BTW it was made in 2005 and Nigel Kneale was 'special consultant'. Nice to see that they did it before he passed away.


----------



## The Upright Man (Nov 26, 2006)

well aint this post popular


----------



## The Upright Man (Nov 26, 2006)

sorry only just realise it was created 15mins ago.

i thought it was an old topic.

my bad


----------



## SpaceShip (Nov 26, 2006)

I think there is another thread about this somewhere in the corridors.  However, like you, mosaix, I loved the original one - it was done donkey's years ago and I can remember it being a "hide behind the sofa" viewing.  Not seen the more modern version and will now have to wait and see if it comes back on again.  Thanks for the post.


----------



## ray gower (Dec 5, 2006)

To be honest the remake was pretty poor compared to the original. Take your pick over generally poor acting or total dearth of sets (The same room in the warehouse doubling for everything from a high tech control room [a single laptop?] to St Pauls Cathedral). Not helped by being a single sitting or indeed being filmed in colour- Black and white always adds atmosphere on its own.

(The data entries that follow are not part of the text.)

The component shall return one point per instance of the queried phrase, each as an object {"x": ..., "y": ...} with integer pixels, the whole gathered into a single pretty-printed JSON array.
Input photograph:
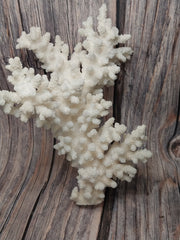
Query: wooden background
[{"x": 35, "y": 183}]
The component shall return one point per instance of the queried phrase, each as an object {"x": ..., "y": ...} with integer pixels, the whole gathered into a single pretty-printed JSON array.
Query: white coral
[{"x": 71, "y": 104}]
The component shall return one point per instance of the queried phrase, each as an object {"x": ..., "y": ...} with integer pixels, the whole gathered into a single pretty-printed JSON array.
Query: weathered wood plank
[
  {"x": 149, "y": 207},
  {"x": 35, "y": 184}
]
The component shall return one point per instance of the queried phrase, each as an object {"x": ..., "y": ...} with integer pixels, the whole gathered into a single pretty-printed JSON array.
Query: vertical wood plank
[
  {"x": 34, "y": 202},
  {"x": 148, "y": 207}
]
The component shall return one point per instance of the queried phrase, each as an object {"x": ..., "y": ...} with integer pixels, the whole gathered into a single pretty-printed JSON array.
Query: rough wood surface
[{"x": 35, "y": 183}]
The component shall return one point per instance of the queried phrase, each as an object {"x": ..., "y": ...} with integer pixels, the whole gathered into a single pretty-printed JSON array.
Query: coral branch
[{"x": 71, "y": 104}]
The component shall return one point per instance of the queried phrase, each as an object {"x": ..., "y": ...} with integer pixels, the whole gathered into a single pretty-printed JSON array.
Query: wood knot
[{"x": 174, "y": 148}]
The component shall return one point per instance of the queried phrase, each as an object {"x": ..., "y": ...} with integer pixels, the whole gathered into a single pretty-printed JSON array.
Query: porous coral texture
[{"x": 71, "y": 104}]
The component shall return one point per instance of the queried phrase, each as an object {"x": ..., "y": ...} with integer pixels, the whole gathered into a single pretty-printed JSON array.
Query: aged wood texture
[{"x": 35, "y": 183}]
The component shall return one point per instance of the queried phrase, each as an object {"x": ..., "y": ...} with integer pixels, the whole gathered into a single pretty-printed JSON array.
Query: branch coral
[{"x": 71, "y": 104}]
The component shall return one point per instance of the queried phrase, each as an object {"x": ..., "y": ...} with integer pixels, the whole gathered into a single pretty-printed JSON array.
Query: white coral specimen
[{"x": 71, "y": 104}]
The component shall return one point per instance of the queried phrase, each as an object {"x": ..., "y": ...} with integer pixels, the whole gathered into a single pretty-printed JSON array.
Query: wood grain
[{"x": 35, "y": 183}]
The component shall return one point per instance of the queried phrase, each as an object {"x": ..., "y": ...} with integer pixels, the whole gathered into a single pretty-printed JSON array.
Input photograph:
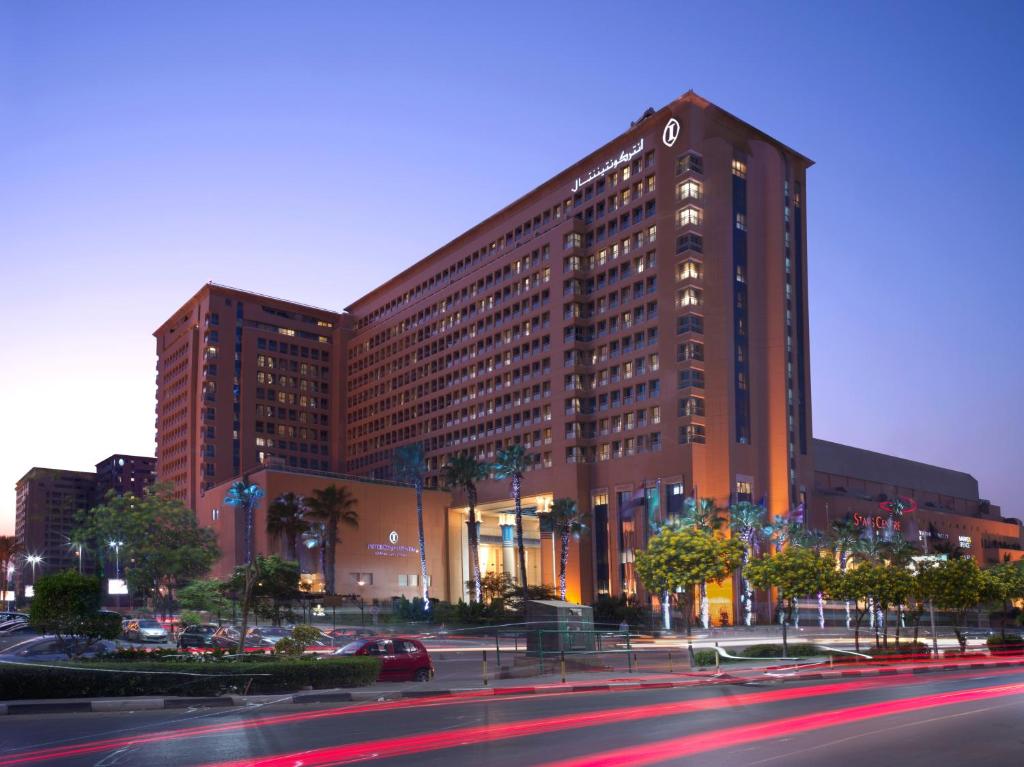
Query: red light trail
[
  {"x": 731, "y": 736},
  {"x": 388, "y": 748}
]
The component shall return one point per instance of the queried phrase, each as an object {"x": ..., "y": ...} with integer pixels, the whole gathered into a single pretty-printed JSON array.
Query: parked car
[
  {"x": 200, "y": 635},
  {"x": 402, "y": 658},
  {"x": 52, "y": 648},
  {"x": 144, "y": 630}
]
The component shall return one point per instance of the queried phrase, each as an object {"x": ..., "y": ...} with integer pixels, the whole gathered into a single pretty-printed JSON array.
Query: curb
[{"x": 327, "y": 696}]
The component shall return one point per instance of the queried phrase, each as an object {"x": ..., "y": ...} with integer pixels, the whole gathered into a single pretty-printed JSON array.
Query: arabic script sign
[
  {"x": 391, "y": 550},
  {"x": 671, "y": 132},
  {"x": 624, "y": 157}
]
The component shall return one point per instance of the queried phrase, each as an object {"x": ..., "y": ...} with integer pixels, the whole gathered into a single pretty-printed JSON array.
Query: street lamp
[
  {"x": 116, "y": 545},
  {"x": 33, "y": 559},
  {"x": 363, "y": 615}
]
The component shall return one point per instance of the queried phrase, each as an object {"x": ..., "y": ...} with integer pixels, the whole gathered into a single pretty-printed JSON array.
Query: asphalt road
[{"x": 967, "y": 717}]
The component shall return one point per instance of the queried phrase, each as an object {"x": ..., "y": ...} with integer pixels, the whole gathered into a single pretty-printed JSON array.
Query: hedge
[{"x": 114, "y": 678}]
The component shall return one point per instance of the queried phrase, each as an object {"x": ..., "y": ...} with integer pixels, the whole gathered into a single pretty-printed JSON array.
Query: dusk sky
[{"x": 310, "y": 151}]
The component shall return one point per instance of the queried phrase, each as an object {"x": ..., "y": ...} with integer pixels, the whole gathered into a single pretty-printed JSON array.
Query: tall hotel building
[{"x": 638, "y": 323}]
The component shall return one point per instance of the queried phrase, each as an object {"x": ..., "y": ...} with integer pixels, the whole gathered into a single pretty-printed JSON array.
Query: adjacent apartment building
[
  {"x": 243, "y": 379},
  {"x": 48, "y": 500}
]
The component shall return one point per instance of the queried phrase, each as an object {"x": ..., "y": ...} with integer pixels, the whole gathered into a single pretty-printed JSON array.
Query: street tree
[
  {"x": 286, "y": 517},
  {"x": 566, "y": 521},
  {"x": 748, "y": 522},
  {"x": 794, "y": 572},
  {"x": 1005, "y": 584},
  {"x": 333, "y": 506},
  {"x": 512, "y": 463},
  {"x": 161, "y": 545},
  {"x": 69, "y": 605},
  {"x": 462, "y": 472},
  {"x": 956, "y": 586},
  {"x": 705, "y": 516},
  {"x": 411, "y": 466},
  {"x": 679, "y": 559},
  {"x": 275, "y": 586}
]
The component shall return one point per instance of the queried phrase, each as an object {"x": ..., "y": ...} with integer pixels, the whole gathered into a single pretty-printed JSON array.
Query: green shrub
[
  {"x": 113, "y": 678},
  {"x": 905, "y": 649},
  {"x": 1012, "y": 644},
  {"x": 775, "y": 650}
]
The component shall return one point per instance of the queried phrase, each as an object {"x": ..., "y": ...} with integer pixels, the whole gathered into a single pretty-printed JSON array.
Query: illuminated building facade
[
  {"x": 638, "y": 323},
  {"x": 947, "y": 511}
]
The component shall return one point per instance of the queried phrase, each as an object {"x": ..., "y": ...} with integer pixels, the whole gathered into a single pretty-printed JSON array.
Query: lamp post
[
  {"x": 33, "y": 559},
  {"x": 363, "y": 614},
  {"x": 116, "y": 545}
]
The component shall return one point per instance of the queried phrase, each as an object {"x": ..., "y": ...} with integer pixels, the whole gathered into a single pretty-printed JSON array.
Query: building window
[
  {"x": 690, "y": 217},
  {"x": 691, "y": 434}
]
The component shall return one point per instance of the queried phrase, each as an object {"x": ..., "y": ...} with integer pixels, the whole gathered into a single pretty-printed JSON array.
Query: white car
[{"x": 145, "y": 630}]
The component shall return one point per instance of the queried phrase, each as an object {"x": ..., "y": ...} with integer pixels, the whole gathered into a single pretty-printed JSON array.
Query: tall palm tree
[
  {"x": 705, "y": 516},
  {"x": 246, "y": 495},
  {"x": 333, "y": 506},
  {"x": 749, "y": 522},
  {"x": 9, "y": 550},
  {"x": 410, "y": 466},
  {"x": 566, "y": 520},
  {"x": 512, "y": 463},
  {"x": 287, "y": 516},
  {"x": 844, "y": 537},
  {"x": 462, "y": 472}
]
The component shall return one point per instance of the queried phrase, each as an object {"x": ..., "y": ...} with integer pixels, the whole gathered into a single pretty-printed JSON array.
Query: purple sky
[{"x": 310, "y": 151}]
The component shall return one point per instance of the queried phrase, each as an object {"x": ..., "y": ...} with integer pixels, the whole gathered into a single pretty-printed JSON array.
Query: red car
[{"x": 402, "y": 658}]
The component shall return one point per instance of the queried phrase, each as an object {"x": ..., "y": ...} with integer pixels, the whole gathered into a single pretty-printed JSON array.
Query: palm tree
[
  {"x": 247, "y": 496},
  {"x": 702, "y": 515},
  {"x": 333, "y": 506},
  {"x": 286, "y": 516},
  {"x": 463, "y": 472},
  {"x": 749, "y": 522},
  {"x": 566, "y": 520},
  {"x": 844, "y": 537},
  {"x": 512, "y": 464},
  {"x": 9, "y": 550},
  {"x": 410, "y": 466}
]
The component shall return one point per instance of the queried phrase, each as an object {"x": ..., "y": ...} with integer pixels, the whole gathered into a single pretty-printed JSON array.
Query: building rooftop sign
[{"x": 624, "y": 157}]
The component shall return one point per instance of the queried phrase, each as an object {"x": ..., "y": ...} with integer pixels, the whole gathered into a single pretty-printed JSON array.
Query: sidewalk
[{"x": 548, "y": 684}]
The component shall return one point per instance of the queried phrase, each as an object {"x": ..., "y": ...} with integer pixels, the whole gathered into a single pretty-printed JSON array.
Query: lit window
[
  {"x": 690, "y": 217},
  {"x": 689, "y": 189}
]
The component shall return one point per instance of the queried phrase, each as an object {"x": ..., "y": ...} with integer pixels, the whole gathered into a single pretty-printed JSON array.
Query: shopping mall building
[{"x": 638, "y": 323}]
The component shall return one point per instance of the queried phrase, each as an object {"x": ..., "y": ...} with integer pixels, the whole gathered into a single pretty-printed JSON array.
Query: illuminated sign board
[
  {"x": 391, "y": 550},
  {"x": 671, "y": 132},
  {"x": 624, "y": 157},
  {"x": 877, "y": 521}
]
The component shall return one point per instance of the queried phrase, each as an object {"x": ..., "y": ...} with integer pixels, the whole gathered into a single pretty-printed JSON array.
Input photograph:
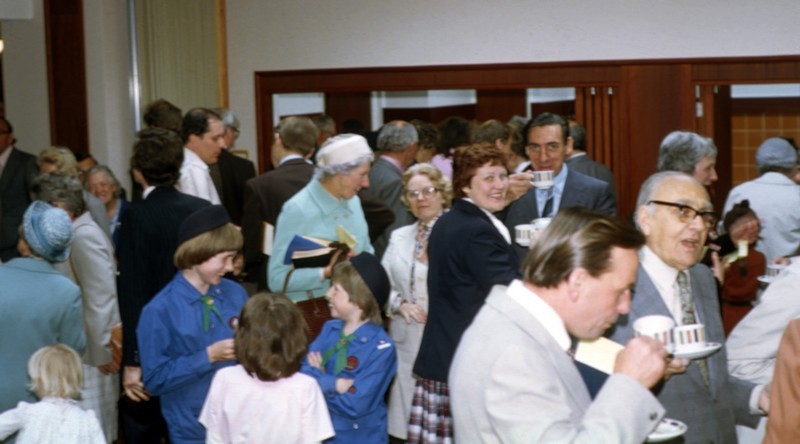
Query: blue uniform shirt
[
  {"x": 358, "y": 415},
  {"x": 172, "y": 349}
]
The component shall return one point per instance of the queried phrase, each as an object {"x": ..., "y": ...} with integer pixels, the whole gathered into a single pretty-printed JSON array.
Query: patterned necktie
[
  {"x": 548, "y": 205},
  {"x": 340, "y": 349},
  {"x": 688, "y": 317},
  {"x": 208, "y": 306}
]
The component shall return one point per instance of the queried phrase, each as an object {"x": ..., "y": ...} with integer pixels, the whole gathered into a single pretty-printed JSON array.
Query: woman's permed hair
[
  {"x": 271, "y": 338},
  {"x": 468, "y": 159},
  {"x": 346, "y": 275},
  {"x": 56, "y": 371},
  {"x": 203, "y": 247}
]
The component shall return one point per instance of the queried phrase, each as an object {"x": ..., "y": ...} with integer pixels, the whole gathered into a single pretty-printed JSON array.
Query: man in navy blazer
[
  {"x": 548, "y": 141},
  {"x": 17, "y": 170},
  {"x": 147, "y": 242},
  {"x": 674, "y": 213}
]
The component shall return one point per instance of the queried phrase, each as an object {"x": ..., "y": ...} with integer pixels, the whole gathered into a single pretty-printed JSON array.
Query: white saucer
[
  {"x": 764, "y": 279},
  {"x": 667, "y": 429},
  {"x": 709, "y": 349}
]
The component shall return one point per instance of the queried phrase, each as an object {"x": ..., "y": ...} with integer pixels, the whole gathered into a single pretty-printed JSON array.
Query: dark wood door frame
[{"x": 657, "y": 96}]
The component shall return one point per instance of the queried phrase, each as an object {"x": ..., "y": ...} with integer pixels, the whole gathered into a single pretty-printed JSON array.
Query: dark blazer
[
  {"x": 466, "y": 257},
  {"x": 580, "y": 190},
  {"x": 264, "y": 197},
  {"x": 235, "y": 171},
  {"x": 711, "y": 415},
  {"x": 386, "y": 183},
  {"x": 15, "y": 184},
  {"x": 148, "y": 239},
  {"x": 586, "y": 165}
]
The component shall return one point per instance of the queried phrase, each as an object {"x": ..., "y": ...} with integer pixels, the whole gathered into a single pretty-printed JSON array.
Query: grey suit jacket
[
  {"x": 579, "y": 191},
  {"x": 711, "y": 415},
  {"x": 586, "y": 165},
  {"x": 92, "y": 266},
  {"x": 510, "y": 382},
  {"x": 386, "y": 183}
]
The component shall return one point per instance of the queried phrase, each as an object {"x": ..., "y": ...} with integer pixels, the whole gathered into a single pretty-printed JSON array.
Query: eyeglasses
[
  {"x": 686, "y": 214},
  {"x": 551, "y": 149},
  {"x": 419, "y": 194}
]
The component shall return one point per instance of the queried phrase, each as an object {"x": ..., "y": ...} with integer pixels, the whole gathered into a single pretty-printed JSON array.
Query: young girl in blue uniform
[
  {"x": 185, "y": 332},
  {"x": 353, "y": 358}
]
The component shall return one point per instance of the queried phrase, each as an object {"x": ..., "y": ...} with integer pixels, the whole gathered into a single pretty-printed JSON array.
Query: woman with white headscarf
[{"x": 329, "y": 202}]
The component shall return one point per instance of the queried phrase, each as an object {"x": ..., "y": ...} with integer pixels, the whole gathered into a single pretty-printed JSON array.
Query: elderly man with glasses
[{"x": 674, "y": 213}]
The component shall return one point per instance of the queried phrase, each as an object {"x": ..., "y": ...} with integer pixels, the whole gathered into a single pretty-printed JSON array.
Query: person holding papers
[{"x": 324, "y": 209}]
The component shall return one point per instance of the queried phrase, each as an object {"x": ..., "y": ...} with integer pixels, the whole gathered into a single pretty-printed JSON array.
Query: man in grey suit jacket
[
  {"x": 397, "y": 144},
  {"x": 674, "y": 212},
  {"x": 512, "y": 379},
  {"x": 548, "y": 142},
  {"x": 578, "y": 159}
]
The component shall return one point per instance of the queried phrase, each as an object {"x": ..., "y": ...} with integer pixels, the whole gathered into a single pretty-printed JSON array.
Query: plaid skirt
[{"x": 430, "y": 421}]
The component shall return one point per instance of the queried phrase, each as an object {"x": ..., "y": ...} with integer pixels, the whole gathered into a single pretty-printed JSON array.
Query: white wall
[
  {"x": 111, "y": 119},
  {"x": 305, "y": 34},
  {"x": 25, "y": 80}
]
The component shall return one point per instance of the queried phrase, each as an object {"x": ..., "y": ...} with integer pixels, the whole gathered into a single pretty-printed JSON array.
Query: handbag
[{"x": 314, "y": 309}]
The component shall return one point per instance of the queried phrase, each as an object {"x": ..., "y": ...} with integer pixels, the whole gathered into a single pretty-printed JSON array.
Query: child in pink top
[{"x": 265, "y": 398}]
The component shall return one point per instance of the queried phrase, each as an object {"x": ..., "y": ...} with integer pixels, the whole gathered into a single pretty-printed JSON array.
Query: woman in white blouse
[{"x": 427, "y": 194}]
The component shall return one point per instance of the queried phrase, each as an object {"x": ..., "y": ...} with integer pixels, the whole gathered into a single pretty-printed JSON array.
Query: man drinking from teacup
[
  {"x": 513, "y": 378},
  {"x": 674, "y": 213},
  {"x": 547, "y": 141}
]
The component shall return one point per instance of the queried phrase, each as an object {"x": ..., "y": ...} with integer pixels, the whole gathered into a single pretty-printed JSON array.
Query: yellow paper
[{"x": 600, "y": 353}]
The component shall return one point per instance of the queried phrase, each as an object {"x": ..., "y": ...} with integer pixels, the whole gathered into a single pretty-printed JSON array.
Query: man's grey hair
[
  {"x": 649, "y": 188},
  {"x": 227, "y": 117},
  {"x": 396, "y": 136},
  {"x": 102, "y": 169},
  {"x": 682, "y": 150},
  {"x": 62, "y": 189},
  {"x": 328, "y": 171}
]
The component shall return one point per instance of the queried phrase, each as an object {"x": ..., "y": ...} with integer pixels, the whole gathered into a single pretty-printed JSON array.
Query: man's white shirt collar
[{"x": 540, "y": 310}]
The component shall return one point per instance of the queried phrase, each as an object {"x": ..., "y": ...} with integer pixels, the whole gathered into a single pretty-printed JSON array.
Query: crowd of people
[{"x": 177, "y": 311}]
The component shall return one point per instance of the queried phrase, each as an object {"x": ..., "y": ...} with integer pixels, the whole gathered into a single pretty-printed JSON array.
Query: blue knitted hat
[{"x": 48, "y": 231}]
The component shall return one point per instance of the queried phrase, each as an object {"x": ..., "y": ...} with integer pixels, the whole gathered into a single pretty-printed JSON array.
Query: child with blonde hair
[
  {"x": 56, "y": 374},
  {"x": 185, "y": 333},
  {"x": 353, "y": 359},
  {"x": 265, "y": 398}
]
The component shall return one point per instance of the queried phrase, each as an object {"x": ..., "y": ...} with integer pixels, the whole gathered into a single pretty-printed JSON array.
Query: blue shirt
[
  {"x": 359, "y": 415},
  {"x": 559, "y": 181},
  {"x": 172, "y": 349}
]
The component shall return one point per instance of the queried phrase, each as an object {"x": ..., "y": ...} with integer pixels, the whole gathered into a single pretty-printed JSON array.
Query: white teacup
[
  {"x": 657, "y": 327},
  {"x": 773, "y": 270},
  {"x": 689, "y": 338},
  {"x": 523, "y": 234},
  {"x": 543, "y": 179}
]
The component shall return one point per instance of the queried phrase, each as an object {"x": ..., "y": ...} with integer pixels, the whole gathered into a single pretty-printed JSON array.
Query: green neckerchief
[
  {"x": 208, "y": 306},
  {"x": 340, "y": 348}
]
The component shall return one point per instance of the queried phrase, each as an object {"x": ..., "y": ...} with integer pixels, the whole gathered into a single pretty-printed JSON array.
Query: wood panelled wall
[
  {"x": 66, "y": 74},
  {"x": 650, "y": 99}
]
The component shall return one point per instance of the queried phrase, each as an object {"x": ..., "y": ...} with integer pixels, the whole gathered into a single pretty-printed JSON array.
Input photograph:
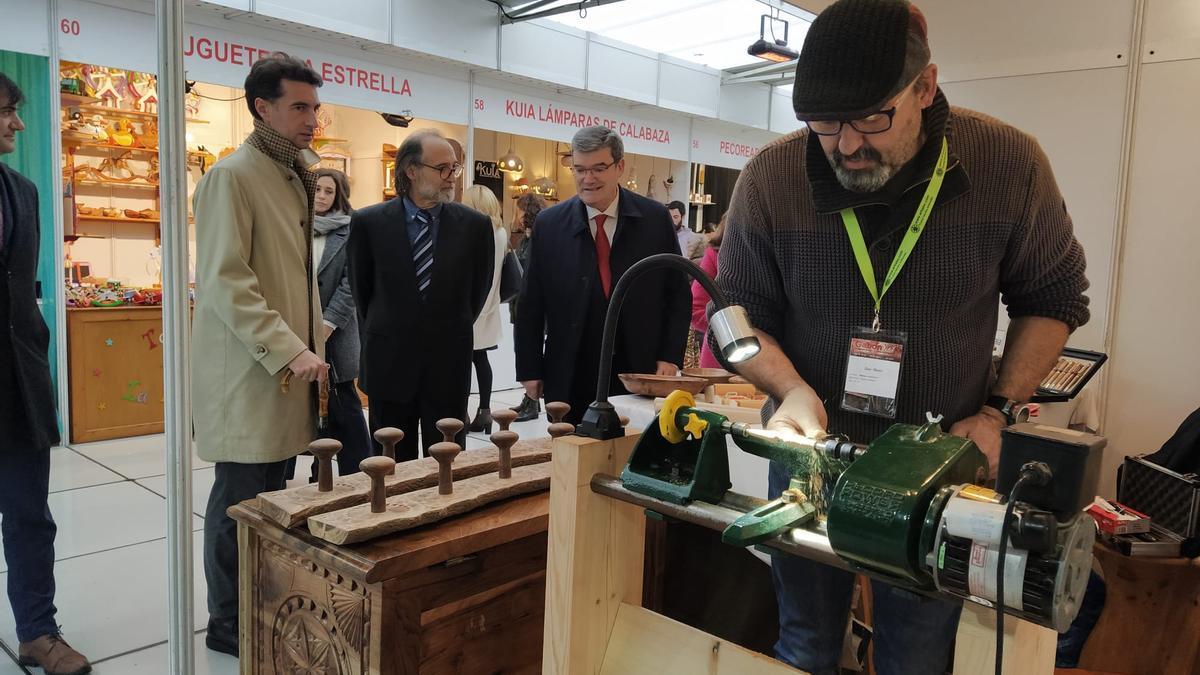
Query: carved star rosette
[{"x": 304, "y": 640}]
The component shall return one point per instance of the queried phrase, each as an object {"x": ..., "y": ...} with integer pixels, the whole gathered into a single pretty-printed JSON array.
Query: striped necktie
[{"x": 423, "y": 252}]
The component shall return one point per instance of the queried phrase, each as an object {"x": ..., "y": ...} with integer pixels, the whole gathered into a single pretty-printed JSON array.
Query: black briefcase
[{"x": 1171, "y": 500}]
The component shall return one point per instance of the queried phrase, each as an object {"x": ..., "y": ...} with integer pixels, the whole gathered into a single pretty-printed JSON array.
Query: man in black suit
[
  {"x": 28, "y": 424},
  {"x": 420, "y": 270},
  {"x": 581, "y": 249}
]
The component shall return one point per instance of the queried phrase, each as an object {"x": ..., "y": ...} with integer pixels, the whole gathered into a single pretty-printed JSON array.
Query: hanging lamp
[
  {"x": 510, "y": 162},
  {"x": 544, "y": 185}
]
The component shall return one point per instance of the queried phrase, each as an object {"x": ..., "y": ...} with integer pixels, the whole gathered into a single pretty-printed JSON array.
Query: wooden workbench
[{"x": 463, "y": 596}]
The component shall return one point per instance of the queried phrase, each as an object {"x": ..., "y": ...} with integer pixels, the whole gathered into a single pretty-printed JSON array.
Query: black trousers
[
  {"x": 234, "y": 483},
  {"x": 29, "y": 533},
  {"x": 419, "y": 414},
  {"x": 347, "y": 425}
]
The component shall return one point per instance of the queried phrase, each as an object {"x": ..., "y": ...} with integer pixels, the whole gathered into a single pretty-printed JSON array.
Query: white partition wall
[{"x": 1155, "y": 374}]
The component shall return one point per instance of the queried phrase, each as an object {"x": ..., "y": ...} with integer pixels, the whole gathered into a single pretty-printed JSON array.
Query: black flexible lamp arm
[{"x": 601, "y": 419}]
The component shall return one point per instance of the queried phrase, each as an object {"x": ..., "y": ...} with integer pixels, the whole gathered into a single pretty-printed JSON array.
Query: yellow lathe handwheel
[
  {"x": 667, "y": 426},
  {"x": 696, "y": 425}
]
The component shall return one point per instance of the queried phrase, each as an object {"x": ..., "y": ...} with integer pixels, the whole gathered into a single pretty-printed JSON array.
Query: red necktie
[{"x": 603, "y": 255}]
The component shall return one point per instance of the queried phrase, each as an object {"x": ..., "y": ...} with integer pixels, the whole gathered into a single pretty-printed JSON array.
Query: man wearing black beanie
[{"x": 894, "y": 223}]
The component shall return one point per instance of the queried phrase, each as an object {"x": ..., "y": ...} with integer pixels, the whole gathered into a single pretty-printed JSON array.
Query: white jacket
[{"x": 487, "y": 326}]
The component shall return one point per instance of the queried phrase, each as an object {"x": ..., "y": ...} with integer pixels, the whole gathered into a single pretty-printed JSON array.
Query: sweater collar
[
  {"x": 282, "y": 150},
  {"x": 828, "y": 195}
]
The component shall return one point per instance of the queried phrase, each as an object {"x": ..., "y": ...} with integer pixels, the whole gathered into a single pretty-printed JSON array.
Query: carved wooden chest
[{"x": 463, "y": 596}]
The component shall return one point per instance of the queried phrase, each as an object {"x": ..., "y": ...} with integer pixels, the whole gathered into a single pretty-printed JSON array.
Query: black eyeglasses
[
  {"x": 877, "y": 123},
  {"x": 445, "y": 171},
  {"x": 592, "y": 171}
]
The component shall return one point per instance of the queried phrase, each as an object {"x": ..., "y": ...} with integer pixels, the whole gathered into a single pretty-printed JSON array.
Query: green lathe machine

Better to get the Hammer film version or better still the BBC Quatermass Collection, though some of the episodes are, I believe, missing


----------



## Kostmayer (Dec 5, 2006)

I remember then Channel 4 used to show films like Quatermass and The Pit, or King Kong vs Godzilla, at silly times like 2am. I used to love staying up to watch them.


----------



## Blue Tyson (Dec 26, 2006)

Didn't know about this - so it wasn't much good?


----------



## mosaix (Dec 26, 2006)

I thought it was excellent. Done in the spirit of the original.


----------